We started the morning off with two panels: the first on lifting-up the next generation of women and the second on finding our voices. Whereas the first two days of this delegation were about future leaders, today was about current leaders. The room was packed with women leaders from Sierra Leone. We were sat in rounds, 8 of us at our table. All of the participants were impressive: they included businesswomen and social workers, models and marketers, women from a range of tribes and faiths.

One of my key personal questions for this trip to Sierra Leone is: why is this country so incredibly religiously tolerant? Many of the Sierra Leonians I have met are bone-deep proud of this tolerance — it comes up in cab rides and plenary sessions, during networking receptions and over the hotel breakfast table. Here are some thoughts on what distinguishes Sierra Leonian religious tolerance from the tolerance I have seen in the United States.

Deep understanding of each other’s faith cultures

The Sierra Leonians I have met have a deep knowledge of each other’s faith events, ceremonies, language, prayers and culture. This is a huge contrast to the clinical way we teach about different faiths in the United States, which too often emphasize the differences like we’re trying to make a pro-con list and not like we’re trying to understand how our fellow humans attach to the divine.

How does this manifest in practice? Today, one of the women at my table wore a tight cotton hijab. (Other women at the table were also Muslim and don’t cover.)

The young woman who covered made a rookie mistake and asked a group of older women for advice on marriage — our responses took the rest of lunch. The young woman specifically brought-up her fear that a husband might try to tell her it wasn’t acceptable for her to work. (While religious tolerance is strong, so sadly too is the patriarchy). Immediately, the women at the table, both Muslim and Christian, began disagreeing with this theoretical husband, reminding her that the Prophet’s wife Khadija had supported him and been a business woman.

This isn’t a novel come-back — I’ve heard it dozens of times from Muslim feminist friends from a dozen countries. But I can’t think of a time when a non-Muslim outside of the TechWomen community knew enough to say it. I also can’t think of a mixed group like this in the US, drawn randomly from the community of women leaders, that would have been able to so fluently discuss this issue in this in-community way. It was shocking in how fluid the discussion was, how obviously conversant everyone at the table was with not only the tenets but the memes of each other’s faiths.

A constant, unselfconscious assumption of inclusion

Starting the forum with a silent prayer that included both major faith traditions was just one example of this. I have seen others every day I’ve been in Sierra Leone.

  • Our bus on the first day had a sticker above the driver’s seat that said: “Allah is Great” in Arabic and in English. Beside it was another that read: “God is Great” with a cross in the background. To the right, and a bit above either? A Manchester United sticker.
  • A few others from my last trip to Sierra Leone in 2017:

These kind of reflexive, non-performative markers of inclusion are generally unremarked-upon, but they are startling to someone used to sects within the same faith tradition and separate faith traditions mostly communicating with each other via snarky jokes.
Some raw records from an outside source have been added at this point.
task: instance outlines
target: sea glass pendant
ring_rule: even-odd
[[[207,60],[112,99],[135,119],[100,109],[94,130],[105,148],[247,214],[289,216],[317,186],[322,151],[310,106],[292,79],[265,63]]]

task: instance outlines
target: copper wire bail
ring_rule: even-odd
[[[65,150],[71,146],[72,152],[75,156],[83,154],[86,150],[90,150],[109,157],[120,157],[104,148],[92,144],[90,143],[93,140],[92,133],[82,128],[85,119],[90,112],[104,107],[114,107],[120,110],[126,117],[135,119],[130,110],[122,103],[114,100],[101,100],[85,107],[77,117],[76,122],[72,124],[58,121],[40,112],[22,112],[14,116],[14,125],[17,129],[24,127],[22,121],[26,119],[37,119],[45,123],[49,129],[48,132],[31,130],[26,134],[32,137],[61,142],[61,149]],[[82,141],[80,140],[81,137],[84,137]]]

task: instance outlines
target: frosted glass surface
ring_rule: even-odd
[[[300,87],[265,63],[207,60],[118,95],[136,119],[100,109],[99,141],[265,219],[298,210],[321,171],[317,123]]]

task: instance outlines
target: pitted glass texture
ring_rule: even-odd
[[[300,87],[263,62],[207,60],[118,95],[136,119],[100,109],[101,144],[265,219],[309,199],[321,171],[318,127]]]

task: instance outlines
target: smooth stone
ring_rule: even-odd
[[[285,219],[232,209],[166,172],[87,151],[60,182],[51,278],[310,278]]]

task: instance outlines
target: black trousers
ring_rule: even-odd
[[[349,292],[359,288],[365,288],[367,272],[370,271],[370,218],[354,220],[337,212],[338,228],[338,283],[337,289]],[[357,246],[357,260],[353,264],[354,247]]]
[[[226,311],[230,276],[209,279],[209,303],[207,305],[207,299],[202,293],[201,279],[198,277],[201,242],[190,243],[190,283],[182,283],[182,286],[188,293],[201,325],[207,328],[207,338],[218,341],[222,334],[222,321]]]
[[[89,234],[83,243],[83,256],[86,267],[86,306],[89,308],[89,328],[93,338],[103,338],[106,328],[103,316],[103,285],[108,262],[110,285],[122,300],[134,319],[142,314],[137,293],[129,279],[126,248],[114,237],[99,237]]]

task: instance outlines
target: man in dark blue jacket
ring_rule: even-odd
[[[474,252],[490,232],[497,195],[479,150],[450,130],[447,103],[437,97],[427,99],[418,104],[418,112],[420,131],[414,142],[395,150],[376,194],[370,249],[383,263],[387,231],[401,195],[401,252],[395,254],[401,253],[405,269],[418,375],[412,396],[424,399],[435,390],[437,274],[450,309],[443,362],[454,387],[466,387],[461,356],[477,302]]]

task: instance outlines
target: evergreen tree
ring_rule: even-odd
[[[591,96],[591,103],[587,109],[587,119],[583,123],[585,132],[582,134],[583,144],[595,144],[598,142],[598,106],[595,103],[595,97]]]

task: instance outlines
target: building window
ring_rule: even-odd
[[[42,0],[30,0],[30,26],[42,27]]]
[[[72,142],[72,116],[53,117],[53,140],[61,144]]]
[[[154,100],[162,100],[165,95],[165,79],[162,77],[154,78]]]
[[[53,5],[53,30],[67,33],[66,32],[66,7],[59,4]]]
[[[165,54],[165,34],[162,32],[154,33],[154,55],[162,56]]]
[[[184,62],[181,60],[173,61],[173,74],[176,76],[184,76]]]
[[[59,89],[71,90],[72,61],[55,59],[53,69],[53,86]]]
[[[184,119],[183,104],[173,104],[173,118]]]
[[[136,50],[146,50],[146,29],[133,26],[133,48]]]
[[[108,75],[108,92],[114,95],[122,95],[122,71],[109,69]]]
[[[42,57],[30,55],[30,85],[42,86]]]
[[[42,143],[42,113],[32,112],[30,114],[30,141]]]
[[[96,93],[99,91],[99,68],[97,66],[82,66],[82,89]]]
Nothing in the above explains why religious tolerance is so powerful in Sierra Leone; I’ve just described what distinguishes it from the US version.

But the results of this tolerance are everywhere: intermarriage is common; mixed-faith families educate their children in both traditions and let them choose; married couples negotiate compromises when their faiths conflict.

Our tour guide told a story yesterday about how he came from his village to Freetown; it was a long, delightful and meandering story, as the best ones are. But a key detail that stuck with me is that, when he was applying for secondary schools in Freetown, he (a Muslim man whose name begins with A) chose to go to St Albert’s, a Catholic school, because its name began with A, just like his. Of course, he was teasing a bit when he said that, but it speaks to the utter lack of interfaith angst here, the lightness with which people approach faith.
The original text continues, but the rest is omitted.